O país de onde eu sou tem sim o cheiro doce da figueira, que primeiro me lembrava daquela passagem, das dunas e das libélulas e, depois, mais entranhado ainda eu usava à sexta-feira.
Sou de um país que não existe, que nunca teve fronteiras, limites, mentiras e falsidades, onde só existe tu.
(existe)
domingo, março 22, 2026
Rapariga de papel numa cidade de papel
domingo, março 15, 2026
Acidentes
Lembras-te de quando tiveste o acidente em que o carro ficou de tal forma espatifado que ficou inutilizado? Lembras-te como ficaste depois dias a bater mal da cabeça e a querer viver tudo antes que se acabasse? Lembras-te como, de repente, consciencializaste-te da inevitabilidade do teu fim e tantos arrependimentos vieram ao de cima? Eu lembro, lembro que me ligaste a contar, Lembro-me da tua aflição.
Sempre fico a pensar em como é invariavelmente assim que acontece com toda a gente. Aquele misto de intenso conflito mental com um toque de alívio e o suposto despertar para a iminente morte. Ah e a culpa, especialmente se havia mais gente no carro.
Lembro como eu me espatifei à grande por amor, quase a cada encontro, nunca saí incólume. Eu fui sempre o pendura e como boa pessoa no lugar do morto, morri em bastante. Só para depois entender mais de mim, do que fui e fiz e o quanto me perdi. A tal da expansão da consciência acontece também e a noção da mortalidade regressa. Eu sempre fui propenso a acidentes. Mas qualquer dia destes, despertei, foi de tal forma que nunca mais me apanharam nesses entroncamentos.
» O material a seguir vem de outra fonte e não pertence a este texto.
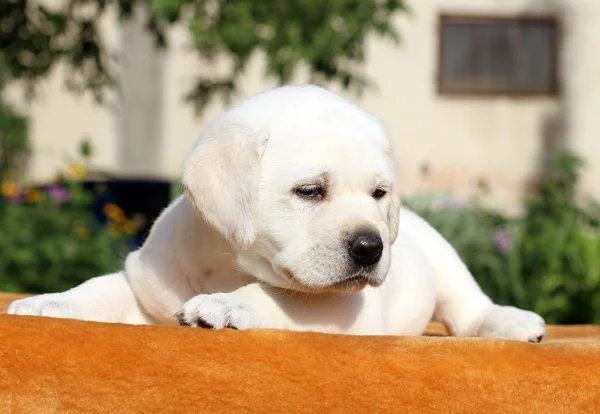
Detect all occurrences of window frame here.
[436,13,561,97]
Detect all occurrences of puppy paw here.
[6,293,73,318]
[478,305,546,343]
[175,293,261,329]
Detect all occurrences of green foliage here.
[0,142,138,293]
[0,0,406,110]
[0,102,31,177]
[407,153,600,324]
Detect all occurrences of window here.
[438,15,558,95]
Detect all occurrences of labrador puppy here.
[8,85,545,342]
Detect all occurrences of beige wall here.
[8,0,600,204]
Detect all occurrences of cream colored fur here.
[8,85,545,341]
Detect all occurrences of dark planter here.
[84,178,172,248]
Nunca mais andei sobre estradas de pedrinhas soltas derrapantes. Nunca mais fiz 180 graus. Nunca mais galguei o passeio nem amolguei coisa nenhuma. Além de ter deixado de conduzir há muito mais de uma década.
Hoje em dia já não sou propenso a acidentes, apenas a raríssimas passagens a pé, que no máximo rebentam as minhas veias das pernas até amanhã.
Quem és tu e quando vens buscar-me? nds "ninguém" 🤦🏽
quinta-feira, março 12, 2026
mais um daqueles pensamentos
A vida é uma coisa muito difícil para a maioria das pessoas.
Tenta-se levar em frente, fazer o que se pode, mas há pessoas que estão fadadas a ter todas as suas oportunidades goradas.
Ultimamente olho para trás, para ver se alguma vez houve uma chance, mas chego sempre à mesma conclusão: não houve e nós não fazemos "ses", não é?
Por causa da malograda saúde, estar há mais de uma década sem poder trabalhar fora, mais de duas décadas sem poder viajar, anos sem poder estar com pessoas à-vontade, e todos os pesadelos enfrentados desde a pandemia, mais uma vida inteira de traumas, faz-me pensar em como abraçar ser artista tem sido mais um murro em ponta de faca.